Summary: have mandatory minimum energy efficiency standards (for buildings and products) for all buildings, starting with social housing then private rentals. Landlords have to pay for the upgrades but are not allowed to increase the rent. If landlords have insufficient funds to pay for upgrades without increasing the rent, get the customer’s energy retailer and/or the government to provide the funding.
The petition is here:
Note that I am currently not able to update the petition as of 18/12/2016, so until I create another petition or update it, the below information may be taken to be the latest information.
There is a huge potential for better sustainability performance in all buildings. Areas of improvement include energy, water, materials/waste, corporate responsibility, transport, and indoor environmental quality. In Australia there is mandatory performance disclosure for commercial buildings.The scheme has been very successful in improving financial, environmental and social performance of commercial buildings. Hence, this petition calls on the federal and state governments in Australia to keep the commercial building disclosure scheme. This petition also calls on these governments to extend the scheme to all other sectors of the built environment.

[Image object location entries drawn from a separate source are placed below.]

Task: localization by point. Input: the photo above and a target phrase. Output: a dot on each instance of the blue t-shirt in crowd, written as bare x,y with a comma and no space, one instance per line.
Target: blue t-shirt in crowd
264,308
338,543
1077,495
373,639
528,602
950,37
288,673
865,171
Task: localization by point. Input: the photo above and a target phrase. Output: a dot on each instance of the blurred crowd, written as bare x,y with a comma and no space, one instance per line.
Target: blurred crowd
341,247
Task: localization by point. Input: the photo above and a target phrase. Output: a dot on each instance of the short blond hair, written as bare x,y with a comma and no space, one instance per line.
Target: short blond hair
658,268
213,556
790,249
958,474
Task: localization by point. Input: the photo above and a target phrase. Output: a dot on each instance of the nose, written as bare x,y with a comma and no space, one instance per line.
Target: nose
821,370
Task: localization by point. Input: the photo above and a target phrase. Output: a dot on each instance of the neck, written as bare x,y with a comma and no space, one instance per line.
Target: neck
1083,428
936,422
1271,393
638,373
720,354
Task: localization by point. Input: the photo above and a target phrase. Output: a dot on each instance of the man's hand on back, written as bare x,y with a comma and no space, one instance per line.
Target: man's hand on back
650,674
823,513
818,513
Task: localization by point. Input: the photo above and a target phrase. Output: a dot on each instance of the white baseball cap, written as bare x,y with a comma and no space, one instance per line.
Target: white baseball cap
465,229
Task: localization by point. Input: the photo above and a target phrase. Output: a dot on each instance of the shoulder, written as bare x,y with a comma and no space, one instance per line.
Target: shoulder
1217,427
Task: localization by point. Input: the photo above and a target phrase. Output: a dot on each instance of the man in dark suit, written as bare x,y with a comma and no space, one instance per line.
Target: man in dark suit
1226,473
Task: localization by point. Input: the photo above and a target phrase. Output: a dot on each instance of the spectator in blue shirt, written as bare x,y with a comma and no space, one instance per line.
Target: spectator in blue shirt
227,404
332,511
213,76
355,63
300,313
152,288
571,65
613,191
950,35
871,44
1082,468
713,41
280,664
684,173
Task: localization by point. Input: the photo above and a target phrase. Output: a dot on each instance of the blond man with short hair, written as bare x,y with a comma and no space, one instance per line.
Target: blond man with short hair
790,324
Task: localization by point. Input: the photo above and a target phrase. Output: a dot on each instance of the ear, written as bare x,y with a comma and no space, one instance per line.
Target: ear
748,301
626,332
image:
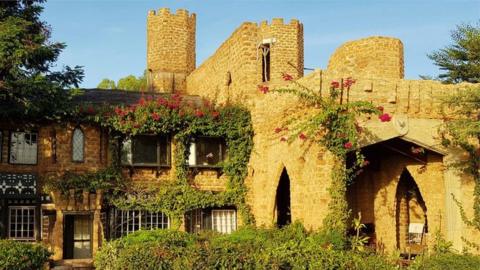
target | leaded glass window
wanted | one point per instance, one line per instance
(128, 221)
(145, 150)
(21, 222)
(207, 151)
(78, 141)
(23, 148)
(219, 220)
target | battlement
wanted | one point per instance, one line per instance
(170, 49)
(279, 21)
(376, 57)
(165, 12)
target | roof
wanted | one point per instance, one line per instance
(121, 97)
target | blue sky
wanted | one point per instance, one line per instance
(108, 38)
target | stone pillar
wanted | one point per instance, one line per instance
(58, 236)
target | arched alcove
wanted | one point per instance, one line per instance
(410, 209)
(282, 201)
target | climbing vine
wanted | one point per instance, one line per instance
(332, 123)
(183, 120)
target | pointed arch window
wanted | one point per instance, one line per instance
(78, 143)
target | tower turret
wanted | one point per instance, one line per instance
(170, 49)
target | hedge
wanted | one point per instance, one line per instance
(22, 256)
(247, 248)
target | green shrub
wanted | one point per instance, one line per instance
(447, 261)
(248, 248)
(22, 256)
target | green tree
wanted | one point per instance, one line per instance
(130, 82)
(107, 84)
(461, 60)
(28, 86)
(463, 131)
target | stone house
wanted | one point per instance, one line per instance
(401, 194)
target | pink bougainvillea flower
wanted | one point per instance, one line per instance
(385, 117)
(263, 88)
(199, 113)
(358, 128)
(155, 116)
(335, 84)
(161, 101)
(348, 82)
(287, 77)
(348, 145)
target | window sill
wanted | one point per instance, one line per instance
(146, 165)
(205, 166)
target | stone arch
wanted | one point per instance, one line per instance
(282, 203)
(410, 207)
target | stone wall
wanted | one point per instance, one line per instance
(234, 71)
(377, 65)
(372, 57)
(170, 49)
(95, 154)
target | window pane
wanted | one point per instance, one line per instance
(224, 221)
(77, 145)
(128, 221)
(126, 151)
(194, 221)
(1, 144)
(23, 148)
(209, 151)
(163, 141)
(145, 150)
(22, 222)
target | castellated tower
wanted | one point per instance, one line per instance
(170, 49)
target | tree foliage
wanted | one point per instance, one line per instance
(28, 85)
(460, 60)
(130, 82)
(463, 130)
(107, 84)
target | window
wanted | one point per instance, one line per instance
(206, 151)
(219, 220)
(78, 141)
(53, 144)
(128, 221)
(23, 148)
(265, 62)
(146, 150)
(1, 144)
(21, 222)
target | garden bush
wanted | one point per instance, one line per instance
(248, 248)
(22, 256)
(255, 248)
(447, 261)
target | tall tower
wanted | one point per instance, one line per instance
(170, 49)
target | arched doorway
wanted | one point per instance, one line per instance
(282, 201)
(411, 212)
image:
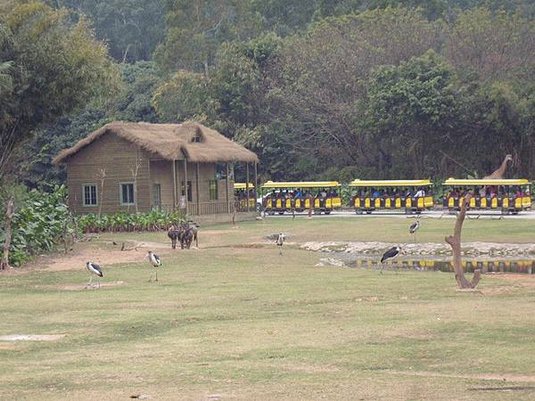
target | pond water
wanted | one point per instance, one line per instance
(526, 266)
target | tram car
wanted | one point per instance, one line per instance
(410, 196)
(281, 197)
(505, 195)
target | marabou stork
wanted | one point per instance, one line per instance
(156, 262)
(390, 254)
(280, 242)
(96, 270)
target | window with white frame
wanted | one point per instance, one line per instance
(212, 188)
(89, 194)
(127, 193)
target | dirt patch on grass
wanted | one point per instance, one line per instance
(80, 287)
(497, 377)
(103, 253)
(32, 337)
(483, 249)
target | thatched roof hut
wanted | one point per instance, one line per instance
(191, 141)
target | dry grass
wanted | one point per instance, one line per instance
(234, 322)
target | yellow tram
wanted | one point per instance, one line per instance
(408, 195)
(505, 195)
(240, 194)
(280, 197)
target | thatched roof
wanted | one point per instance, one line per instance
(171, 142)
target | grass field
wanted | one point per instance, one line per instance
(233, 320)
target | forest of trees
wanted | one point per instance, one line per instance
(319, 89)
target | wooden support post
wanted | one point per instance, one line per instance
(198, 199)
(247, 183)
(257, 189)
(4, 262)
(174, 185)
(455, 243)
(226, 187)
(186, 183)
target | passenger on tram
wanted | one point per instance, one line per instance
(419, 193)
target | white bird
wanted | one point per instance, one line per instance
(280, 242)
(390, 254)
(93, 269)
(414, 227)
(156, 262)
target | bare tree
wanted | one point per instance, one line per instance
(4, 262)
(455, 243)
(101, 175)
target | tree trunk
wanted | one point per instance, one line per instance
(4, 263)
(455, 243)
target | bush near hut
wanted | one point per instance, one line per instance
(154, 220)
(40, 220)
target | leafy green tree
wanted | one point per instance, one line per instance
(196, 28)
(318, 81)
(494, 46)
(184, 96)
(57, 66)
(132, 28)
(410, 109)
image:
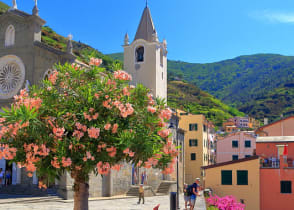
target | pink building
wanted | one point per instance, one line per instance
(235, 146)
(283, 127)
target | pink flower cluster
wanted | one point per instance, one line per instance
(165, 114)
(150, 99)
(89, 157)
(6, 152)
(122, 75)
(93, 132)
(95, 62)
(111, 151)
(92, 115)
(129, 152)
(164, 133)
(25, 100)
(81, 129)
(126, 110)
(100, 147)
(151, 109)
(33, 153)
(126, 91)
(225, 203)
(58, 132)
(116, 167)
(103, 168)
(66, 162)
(55, 163)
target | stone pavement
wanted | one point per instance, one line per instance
(114, 203)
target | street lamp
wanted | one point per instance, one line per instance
(177, 144)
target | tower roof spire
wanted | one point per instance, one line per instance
(146, 27)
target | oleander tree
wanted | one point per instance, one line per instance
(83, 120)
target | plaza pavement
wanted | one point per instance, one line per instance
(113, 203)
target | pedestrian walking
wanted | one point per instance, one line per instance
(141, 194)
(186, 195)
(195, 193)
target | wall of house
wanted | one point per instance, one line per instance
(270, 149)
(271, 197)
(249, 193)
(225, 151)
(280, 128)
(192, 168)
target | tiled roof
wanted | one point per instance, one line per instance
(231, 162)
(146, 27)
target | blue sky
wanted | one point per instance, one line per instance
(199, 31)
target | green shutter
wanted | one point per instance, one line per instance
(242, 177)
(226, 177)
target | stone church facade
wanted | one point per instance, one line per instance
(25, 60)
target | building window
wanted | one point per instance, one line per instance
(235, 144)
(193, 156)
(140, 54)
(235, 157)
(193, 142)
(193, 127)
(161, 57)
(10, 36)
(242, 177)
(226, 177)
(286, 187)
(248, 143)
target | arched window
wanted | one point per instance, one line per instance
(161, 57)
(140, 54)
(10, 36)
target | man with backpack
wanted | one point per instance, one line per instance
(195, 188)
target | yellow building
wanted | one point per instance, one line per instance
(195, 146)
(239, 178)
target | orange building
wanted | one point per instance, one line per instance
(283, 127)
(229, 127)
(276, 172)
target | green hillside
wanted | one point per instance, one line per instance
(272, 104)
(82, 51)
(253, 83)
(186, 96)
(190, 98)
(258, 84)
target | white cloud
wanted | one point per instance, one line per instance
(274, 17)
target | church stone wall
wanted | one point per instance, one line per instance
(122, 180)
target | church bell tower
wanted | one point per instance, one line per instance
(146, 57)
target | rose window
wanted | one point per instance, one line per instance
(10, 77)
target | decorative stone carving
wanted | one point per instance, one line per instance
(12, 75)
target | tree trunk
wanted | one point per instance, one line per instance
(81, 194)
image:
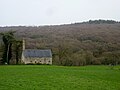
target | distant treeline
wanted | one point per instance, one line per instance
(100, 21)
(87, 43)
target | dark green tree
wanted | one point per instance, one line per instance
(18, 50)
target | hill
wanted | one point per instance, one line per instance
(80, 42)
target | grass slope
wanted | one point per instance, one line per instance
(40, 77)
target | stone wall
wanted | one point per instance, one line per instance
(38, 60)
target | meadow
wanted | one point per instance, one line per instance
(45, 77)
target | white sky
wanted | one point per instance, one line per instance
(50, 12)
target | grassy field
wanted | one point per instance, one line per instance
(40, 77)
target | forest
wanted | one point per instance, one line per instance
(96, 42)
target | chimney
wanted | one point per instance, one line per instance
(23, 45)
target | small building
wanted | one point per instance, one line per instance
(36, 56)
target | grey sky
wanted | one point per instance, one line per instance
(49, 12)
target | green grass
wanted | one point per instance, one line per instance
(40, 77)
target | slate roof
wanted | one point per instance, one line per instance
(37, 53)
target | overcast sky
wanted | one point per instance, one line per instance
(50, 12)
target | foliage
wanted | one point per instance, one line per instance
(75, 44)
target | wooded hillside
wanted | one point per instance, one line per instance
(74, 44)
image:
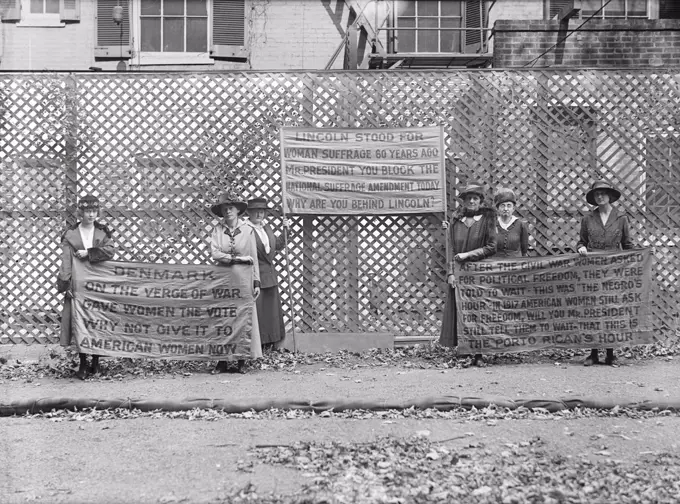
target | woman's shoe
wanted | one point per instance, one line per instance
(221, 367)
(611, 359)
(241, 367)
(593, 358)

However, an option that would be better for all residents, particularly financially disadvantaged ones, is to have mandatory sustainability performance standards for all buildings rather than disclosure, starting most importantly for buildings that have residents who are financially disadvantaged. In roughly increasing order of likelihood of tenants who are financially disadvantaged, building types are social housing, boarding houses, shared houses, tenant occupied buildings and owner occupied buildings. Voluntary disclosure may result in confusion with prospective tenants and buyers and has not been proven to be very effective. Disclosure at the point of signing a contract is not as useful as disclosure at the point of sale or advertisement.
The 2010 residential tenancies Act (which had the amendment for minimum water efficiency standards in water) applies to people in both social housing and private tenancies. This is what we’d need to change for such people. It is particularly important to do so, because people living in social housing (and also in shared housing with residents in individual rooms with a key to the room paying rent to a landlord who has unconditional access to the property, which is not covered under private tenancies or social housing) are usually on a low income and thus struggle to pay bills. Homes with lower energy and water performance will require more artificial heating and cooling for thermal comfort, thus resulting in higher bills.
Providing tax incentives in the form of tax write-offs for environmental upgrades will also help to overcome the barrier between landlord and tenant. In order to avoid the situation where costs increase for tenants in the form of rent hikes to pay off environmental upgrades, if the costs of the upgrade are not able to be recuperated by keeping the rent the same, the customer’s energy retailer and/or the government can pay for the balance. Energy companies already allocate funds to people experiencing financial difficulty.
Have technology standards meeting minimum energy efficiency requirements, such as improving Greenhouse and Energy Minimum Standards (GEMS).